McCarthy's comments Wednesday came after Just the News reported how the departments of State and Homeland Security essentially outsourced censorship activities to a private consortium that facilitated federal officials' requests to censor content on social media platforms during the 2020 election
The sprawling effort impacted over 4,800 web URLs, 20 news organizations, two dozen conservative influencers such as Sean Hannity, Charlie Kirk and Mark Levin and nearly 22 million social media posts, according to the consortium's own internal after-action reports.
McCarthy said the operation, a precursor to the now-dismantled Disinformation Governance Board, was troubling and violated the Constitution.
"I have long been critical of the attempts by Big Tech to censor voices the federal government tells them to," the California Republican told Just the News. "Whether directly through their proposed so-called 'Disinformation Governance Board' or indirectly by using private groups to do the government's bidding, these are fundamental violations of the First Amendment — the foundation of our free society.
"Holding both Big Tech and the government agencies they colluded with accountable will be a top priority of a Republican majority."
Several of McCarthy's fellow House GOP conference members are taking actions to prepare for such a probe.
Rep.
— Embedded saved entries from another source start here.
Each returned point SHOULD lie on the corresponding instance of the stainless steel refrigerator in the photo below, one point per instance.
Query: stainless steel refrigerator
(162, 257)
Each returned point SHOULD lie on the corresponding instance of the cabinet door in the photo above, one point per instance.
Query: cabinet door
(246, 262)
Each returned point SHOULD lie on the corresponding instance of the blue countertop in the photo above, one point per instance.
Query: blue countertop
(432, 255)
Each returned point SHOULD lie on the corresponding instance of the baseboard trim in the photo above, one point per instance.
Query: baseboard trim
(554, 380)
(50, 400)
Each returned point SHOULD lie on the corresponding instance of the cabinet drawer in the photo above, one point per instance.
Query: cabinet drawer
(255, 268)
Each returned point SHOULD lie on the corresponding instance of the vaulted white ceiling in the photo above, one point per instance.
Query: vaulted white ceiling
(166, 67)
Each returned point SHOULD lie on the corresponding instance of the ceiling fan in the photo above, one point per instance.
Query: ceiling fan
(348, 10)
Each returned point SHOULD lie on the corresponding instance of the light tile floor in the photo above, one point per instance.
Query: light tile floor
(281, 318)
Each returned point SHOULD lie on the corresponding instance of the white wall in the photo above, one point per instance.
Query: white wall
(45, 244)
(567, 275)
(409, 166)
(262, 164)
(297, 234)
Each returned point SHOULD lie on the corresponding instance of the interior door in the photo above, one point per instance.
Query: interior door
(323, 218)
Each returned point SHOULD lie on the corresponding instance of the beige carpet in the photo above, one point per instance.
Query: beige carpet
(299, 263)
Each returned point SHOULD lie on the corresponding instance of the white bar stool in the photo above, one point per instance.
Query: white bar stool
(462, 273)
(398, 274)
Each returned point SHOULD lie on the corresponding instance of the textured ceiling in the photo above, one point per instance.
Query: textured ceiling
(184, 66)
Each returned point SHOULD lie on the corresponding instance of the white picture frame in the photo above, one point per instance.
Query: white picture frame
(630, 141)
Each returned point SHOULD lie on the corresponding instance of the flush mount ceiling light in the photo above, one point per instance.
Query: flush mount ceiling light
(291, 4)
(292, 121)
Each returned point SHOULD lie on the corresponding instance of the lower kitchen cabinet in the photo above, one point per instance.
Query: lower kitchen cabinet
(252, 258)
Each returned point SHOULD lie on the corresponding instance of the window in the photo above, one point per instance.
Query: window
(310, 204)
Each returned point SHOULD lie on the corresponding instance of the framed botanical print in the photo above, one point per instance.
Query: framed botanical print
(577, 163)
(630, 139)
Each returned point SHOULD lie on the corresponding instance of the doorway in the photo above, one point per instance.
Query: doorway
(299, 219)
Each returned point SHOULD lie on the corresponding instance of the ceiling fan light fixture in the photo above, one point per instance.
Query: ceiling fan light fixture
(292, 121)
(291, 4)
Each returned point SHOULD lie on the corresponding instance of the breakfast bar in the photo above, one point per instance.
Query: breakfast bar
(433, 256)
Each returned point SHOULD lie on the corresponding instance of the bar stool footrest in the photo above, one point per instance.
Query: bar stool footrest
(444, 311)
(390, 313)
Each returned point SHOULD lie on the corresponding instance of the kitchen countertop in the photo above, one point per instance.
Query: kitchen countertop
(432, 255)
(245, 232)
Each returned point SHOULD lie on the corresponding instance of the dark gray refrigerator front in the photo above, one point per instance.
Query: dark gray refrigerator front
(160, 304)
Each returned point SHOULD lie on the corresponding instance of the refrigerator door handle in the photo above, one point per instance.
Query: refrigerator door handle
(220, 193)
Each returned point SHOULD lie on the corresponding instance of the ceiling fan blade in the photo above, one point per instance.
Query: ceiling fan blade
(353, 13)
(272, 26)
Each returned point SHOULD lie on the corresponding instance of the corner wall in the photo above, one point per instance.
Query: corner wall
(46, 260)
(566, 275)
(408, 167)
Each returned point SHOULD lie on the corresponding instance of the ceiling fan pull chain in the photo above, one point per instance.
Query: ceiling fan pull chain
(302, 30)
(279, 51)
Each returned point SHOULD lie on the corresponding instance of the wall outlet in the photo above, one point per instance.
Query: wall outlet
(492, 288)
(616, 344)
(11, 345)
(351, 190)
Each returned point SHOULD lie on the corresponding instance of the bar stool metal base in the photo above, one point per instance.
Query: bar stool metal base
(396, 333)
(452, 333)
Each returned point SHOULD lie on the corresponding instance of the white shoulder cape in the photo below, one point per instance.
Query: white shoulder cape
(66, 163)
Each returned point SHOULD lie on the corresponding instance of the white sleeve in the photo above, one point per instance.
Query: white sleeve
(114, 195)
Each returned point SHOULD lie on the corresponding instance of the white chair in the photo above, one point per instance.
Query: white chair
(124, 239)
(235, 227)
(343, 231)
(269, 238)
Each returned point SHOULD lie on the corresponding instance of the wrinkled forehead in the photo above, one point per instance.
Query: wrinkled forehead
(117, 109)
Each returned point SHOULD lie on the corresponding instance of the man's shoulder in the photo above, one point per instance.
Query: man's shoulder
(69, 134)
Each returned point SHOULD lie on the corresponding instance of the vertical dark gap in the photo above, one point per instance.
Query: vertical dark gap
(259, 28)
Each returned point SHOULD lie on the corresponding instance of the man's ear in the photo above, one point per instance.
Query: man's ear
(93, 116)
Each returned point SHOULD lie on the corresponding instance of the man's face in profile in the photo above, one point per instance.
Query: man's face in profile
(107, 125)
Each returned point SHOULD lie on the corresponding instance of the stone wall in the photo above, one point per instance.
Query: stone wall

James Comer (R-Ky.), the likely chairman of the House Oversight Committee, is preparing notifications to parties to preserve evidence. Rep. Andrew Clyde (R-Ga.), a key member of the House Homeland Security Committee, has drafted legislation to explicitly outlaw federal involvement in any Big Tech censorship activities.
And Rep. Marjorie Taylor Greene (R-Ga.), one of the conservatives targeted for censorship in 2020, is consulting with a lawyer about possibly suing federal and private officials involved in the effort.
McCarthy was one of the earliest members of Congress to warn that a new generation of liberals was trying to wage an unprecedented censorship campaign through allies in government and Big Tech, weaponizing the term "disinformation" to silence rivals and critics.
His warnings — often on social posts that included the hashtag #StoptheBias — date back to 2018 and long predated the rising tide of voices in Washington now concerned about the issue.
"Another day, another example of conservatives being censored on social media," he tweeted in 2018 in demanding then-Twitter CEO Jack Dorsey "explain to Congress what is going on."
For a while, some of the more conservative members of his conference harbored mistrust of McCarthy on the issue, based on secretly recorded comments made by the GOP leader. But McCarthy has since rallied House Republicans behind a common platform to fight censorship, starting with a 2021 framework for legislation that included oversight, accountability and anti-trust actions.
"I have more faith in elected state leaders than in the unelected federal bureaucracy, which is as ideologically homogeneous as Big Tech," McCarthy said last year.
That framework was expanded in the Commitment to America, the detailed policy agenda McCarthy and other Republicans released last month.
Mike Benz, the founder of the nonprofit Foundation for Freedom Online and a former Trump administration State Department official who worked on censorship issues, said federal agencies involved in setting up the outsourced censorship project in 2020 came up with a paradigm to censor everyday Americans who objected to government narratives or actions.
"If you undermine them on social media, by articulating your grievances, you are, in effect committing a cyber attack on critical infrastructure," Benz told the John Solomon Reports podcast on Wednesday. "Now, the cute trick this fuels is that no American can air grievances now, without a pretext for censorship by the Department of Homeland Security."
Benz said the sophisticated apparatus built by liberals in the federal bureaucracy, the news media, Big Tech and the nonprofit world has many of the same attributes that communist China has used to control the free expression of its populace.
"They would talk about basically their envy of the China model, and how when there's populist movements and dissent groups within China, China has the advantage of being able to use its artificial intelligence and being able to use it," he said.
"Now I would say, you know, it's basically a bad knockoff of the Chinese model," he said of the American prototype built by DHS, State and its private partners.